The declining categories are made up of a mix of retailers, hospitality operators and services affected by either online or overexpansion. More notable was the speed of the decline in certain sectors, fashion in particular, which saw an average of -3 net stores per day, reflecting consumers move to buy fashion online as well as a lack of demand during the pandemic.
Unsurprisingly given the current environment was a high representation of hospitality and leisure amongst the top closures, in many cases triggered by CVAs. However, what we’re seeing is less of an effect of COVID-19-enforced closures, more the result of overexpansion by chains in the early-to-mid 2010s.
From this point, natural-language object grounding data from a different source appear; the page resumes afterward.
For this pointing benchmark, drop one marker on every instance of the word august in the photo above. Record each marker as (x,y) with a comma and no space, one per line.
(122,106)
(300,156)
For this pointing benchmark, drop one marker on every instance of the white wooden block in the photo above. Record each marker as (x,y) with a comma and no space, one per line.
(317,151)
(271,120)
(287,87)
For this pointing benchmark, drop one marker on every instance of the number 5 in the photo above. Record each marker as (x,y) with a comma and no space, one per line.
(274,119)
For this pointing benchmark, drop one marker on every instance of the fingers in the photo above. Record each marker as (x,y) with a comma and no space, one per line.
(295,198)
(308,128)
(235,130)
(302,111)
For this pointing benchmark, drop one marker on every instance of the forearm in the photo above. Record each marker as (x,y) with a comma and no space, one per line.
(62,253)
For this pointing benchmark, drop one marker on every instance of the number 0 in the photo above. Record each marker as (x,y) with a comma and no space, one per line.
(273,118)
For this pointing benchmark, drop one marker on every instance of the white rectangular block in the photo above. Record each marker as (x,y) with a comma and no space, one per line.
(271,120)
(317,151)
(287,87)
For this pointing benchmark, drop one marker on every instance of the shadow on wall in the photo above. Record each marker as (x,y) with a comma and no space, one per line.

As we’ve come to expect, services are lower down the list again, with post offices, estate agents and banks still seeing closures driven by a move online rather than any pandemic effect. However, these categories have dropped out of top 5 closures for the first time since 2016, as net closures slow down - because the online move began in the early 2010s, we’re coming to the end of this trend.
Generally, we’re still to see the effect of COVID-19 on most categories. Much of the impact we’ve seen this year is a reflection of things that happened before the pandemic, such as the evolving way we shop, legislative change (i.e. for betting shops), consolidation due to previous overexpansion, or chainwide closures for restaurants and mobile phones that found themselves in trouble pre-COVID-19.
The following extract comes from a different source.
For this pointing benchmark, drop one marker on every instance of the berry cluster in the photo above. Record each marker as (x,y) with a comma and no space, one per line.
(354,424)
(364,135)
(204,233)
That’s not to say that the pandemic has had little impact on store openings and closures this year. It’s just that its full extent is likely to be revealed in more detail in the coming months. It will get worse during 2021. Many of the CVAs and administrations in the early part of 2021 still haven’t been captured, including department stores, fashion retailers and hospitality operators that will leave big holes in city centre locations. Retail and leisure operators must take action to ensure they are in the right places, so they’re not left surrounded by empty units and shopfronts.
The sectors may be bolstered by the Chancellor's Budget 2021, in particular the extensions of VAT relief and business rates holidays. Whether this will ultimately have an impact on closures remains to be seen, but it should give many the opportunity to benefit over a busy summer period and across Christmas.
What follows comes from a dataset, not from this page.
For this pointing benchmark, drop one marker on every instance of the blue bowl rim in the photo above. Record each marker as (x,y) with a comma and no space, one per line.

Whatever happens, there will be big opportunities for growth into the gaps that are emerging. You only need to look back at what happened after the global financial crisis - and the growth of discounters and foodservice chains that replaced exiting retailers - to see that operators who can find the right location at the right time can thrive, even despite the current uncertainty. As things begin to normalise, city centres will return but not quite the same as before, with people likely working fewer days in the office as they embrace remote working. It remains to be seen whether what we used to consider successful prime locations have changed permanently.
The Local Data Company tracked 208,057 outlets operated by multiple operators across Great Britain, between 1 January and 31 December 2020.
Multiples are retailers that have more than 5 or more outlets nationally.
Net change is openings less closures. The percentage change is derived from the net change figure relative to the total number of live multiple businesses.
The analysis is derived from The Local Data Company visiting 3,496 high streets, shopping centres and retail parks across Great Britain. Each premises was visited and its occupancy status recorded as occupied, vacant or demolished. Vacant units are those units, which did not possess a trading business at that location on the day visited.
For the purposes of this research, premises that were temporarily closed when visited were considered to be still occupied and have not been included in the closures numbers. It is likely that a number of these premises may not open and will be included as closures in future research.